To make things more complicated, the items, which are on the heap, are actually owned by the C library I'm wrapping; I need to prevent users of the library from keeping a reference to any of them beyond when the container goes out of scope.
Given the C code as defined, the most intuitive thing to do is to create a 3rd wrapper struct:
struct WlList(*mut wl_list);
And then return an instance of that for Container::available_items().
The thing about iterators here is, that likely can't be done without additional allocation per element, if it can be done at all witthout UB. Pointer chasing in Rust is bound to get you into trouble with rustc sooner or later due to lifetime constraints.
As for the FFI side, the reason for my suggestion is that it's generally best to wrap the C code in a way that preserves the semantics of the C API. If desired, rustacean APIs can be built on top of that.
Alternatively, you can make the Item type by-value and only ever expose it by reference:
#[repr(C)]
struct Item {
// we don't actually _use_ these struct fields; this is just so the
// size matches, not that that actually matters
prev: *mut Item,
next: *mut Item,
}
Then you would write &Item everywhere in your API.

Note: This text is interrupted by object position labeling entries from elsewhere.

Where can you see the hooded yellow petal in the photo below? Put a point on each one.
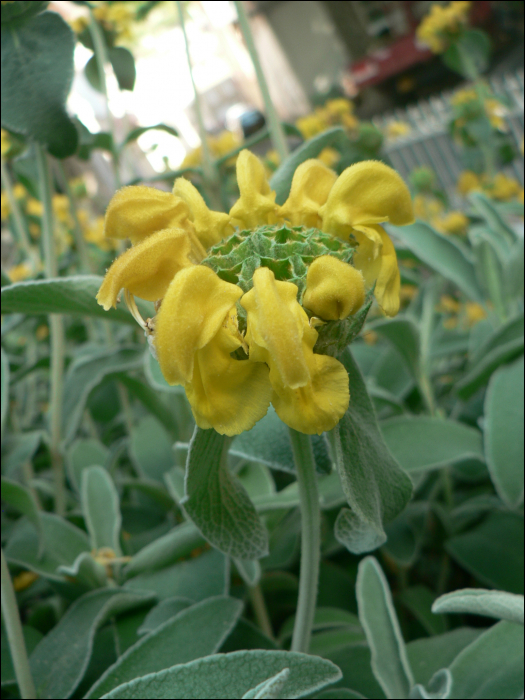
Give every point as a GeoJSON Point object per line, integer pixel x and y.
{"type": "Point", "coordinates": [311, 185]}
{"type": "Point", "coordinates": [318, 406]}
{"type": "Point", "coordinates": [389, 280]}
{"type": "Point", "coordinates": [146, 269]}
{"type": "Point", "coordinates": [275, 326]}
{"type": "Point", "coordinates": [334, 289]}
{"type": "Point", "coordinates": [192, 311]}
{"type": "Point", "coordinates": [137, 212]}
{"type": "Point", "coordinates": [366, 193]}
{"type": "Point", "coordinates": [256, 205]}
{"type": "Point", "coordinates": [310, 392]}
{"type": "Point", "coordinates": [210, 226]}
{"type": "Point", "coordinates": [382, 269]}
{"type": "Point", "coordinates": [226, 394]}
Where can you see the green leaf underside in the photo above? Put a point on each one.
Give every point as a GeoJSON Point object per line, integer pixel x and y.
{"type": "Point", "coordinates": [193, 633]}
{"type": "Point", "coordinates": [85, 373]}
{"type": "Point", "coordinates": [492, 666]}
{"type": "Point", "coordinates": [233, 675]}
{"type": "Point", "coordinates": [421, 443]}
{"type": "Point", "coordinates": [376, 488]}
{"type": "Point", "coordinates": [37, 70]}
{"type": "Point", "coordinates": [216, 501]}
{"type": "Point", "coordinates": [504, 432]}
{"type": "Point", "coordinates": [68, 295]}
{"type": "Point", "coordinates": [378, 618]}
{"type": "Point", "coordinates": [441, 254]}
{"type": "Point", "coordinates": [57, 665]}
{"type": "Point", "coordinates": [476, 601]}
{"type": "Point", "coordinates": [199, 578]}
{"type": "Point", "coordinates": [101, 508]}
{"type": "Point", "coordinates": [493, 551]}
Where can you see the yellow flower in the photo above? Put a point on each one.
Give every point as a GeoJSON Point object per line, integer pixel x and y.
{"type": "Point", "coordinates": [310, 392]}
{"type": "Point", "coordinates": [442, 24]}
{"type": "Point", "coordinates": [79, 24]}
{"type": "Point", "coordinates": [19, 191]}
{"type": "Point", "coordinates": [468, 182]}
{"type": "Point", "coordinates": [235, 323]}
{"type": "Point", "coordinates": [5, 142]}
{"type": "Point", "coordinates": [34, 207]}
{"type": "Point", "coordinates": [396, 130]}
{"type": "Point", "coordinates": [24, 580]}
{"type": "Point", "coordinates": [365, 195]}
{"type": "Point", "coordinates": [42, 332]}
{"type": "Point", "coordinates": [94, 232]}
{"type": "Point", "coordinates": [454, 222]}
{"type": "Point", "coordinates": [5, 207]}
{"type": "Point", "coordinates": [503, 187]}
{"type": "Point", "coordinates": [195, 333]}
{"type": "Point", "coordinates": [20, 272]}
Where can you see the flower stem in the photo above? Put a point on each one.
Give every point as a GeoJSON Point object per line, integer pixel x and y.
{"type": "Point", "coordinates": [259, 608]}
{"type": "Point", "coordinates": [274, 123]}
{"type": "Point", "coordinates": [77, 229]}
{"type": "Point", "coordinates": [18, 219]}
{"type": "Point", "coordinates": [15, 637]}
{"type": "Point", "coordinates": [310, 540]}
{"type": "Point", "coordinates": [101, 54]}
{"type": "Point", "coordinates": [211, 174]}
{"type": "Point", "coordinates": [56, 326]}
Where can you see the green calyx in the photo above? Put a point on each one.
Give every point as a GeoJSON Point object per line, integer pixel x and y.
{"type": "Point", "coordinates": [286, 251]}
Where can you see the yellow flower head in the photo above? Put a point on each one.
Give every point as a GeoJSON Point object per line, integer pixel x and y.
{"type": "Point", "coordinates": [250, 303]}
{"type": "Point", "coordinates": [442, 24]}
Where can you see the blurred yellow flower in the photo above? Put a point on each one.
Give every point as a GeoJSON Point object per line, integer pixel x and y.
{"type": "Point", "coordinates": [23, 580]}
{"type": "Point", "coordinates": [20, 272]}
{"type": "Point", "coordinates": [5, 207]}
{"type": "Point", "coordinates": [442, 24]}
{"type": "Point", "coordinates": [396, 130]}
{"type": "Point", "coordinates": [5, 142]}
{"type": "Point", "coordinates": [219, 146]}
{"type": "Point", "coordinates": [34, 207]}
{"type": "Point", "coordinates": [206, 298]}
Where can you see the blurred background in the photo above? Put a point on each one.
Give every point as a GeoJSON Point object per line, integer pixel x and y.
{"type": "Point", "coordinates": [310, 52]}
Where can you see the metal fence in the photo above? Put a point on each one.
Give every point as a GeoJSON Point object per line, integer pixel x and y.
{"type": "Point", "coordinates": [429, 143]}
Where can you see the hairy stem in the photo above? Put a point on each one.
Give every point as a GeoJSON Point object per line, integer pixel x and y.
{"type": "Point", "coordinates": [56, 327]}
{"type": "Point", "coordinates": [310, 540]}
{"type": "Point", "coordinates": [13, 628]}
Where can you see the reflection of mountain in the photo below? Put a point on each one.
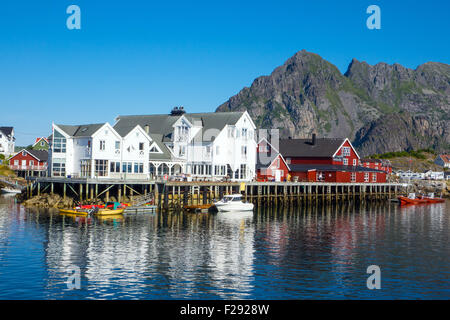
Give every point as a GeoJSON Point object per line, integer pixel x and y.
{"type": "Point", "coordinates": [170, 256]}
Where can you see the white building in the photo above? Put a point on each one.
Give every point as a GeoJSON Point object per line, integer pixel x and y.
{"type": "Point", "coordinates": [199, 146]}
{"type": "Point", "coordinates": [7, 141]}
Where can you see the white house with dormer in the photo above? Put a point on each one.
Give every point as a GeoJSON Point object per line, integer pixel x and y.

Note that either way, you must not use these item-references for mutating the linked list; all mutations (that change the structure of the list and not just data of one item) must go through functions on the Container type, as there's no reasonable way to write signatures for safe operations on the list starting from a node.
Once you do either of these, it should be possible to write an iterator that internally follows the doubly linked list without any trouble, I think.
It should also be possible to offer immutable next() and prev() on Item since the input and output have the same lifetime.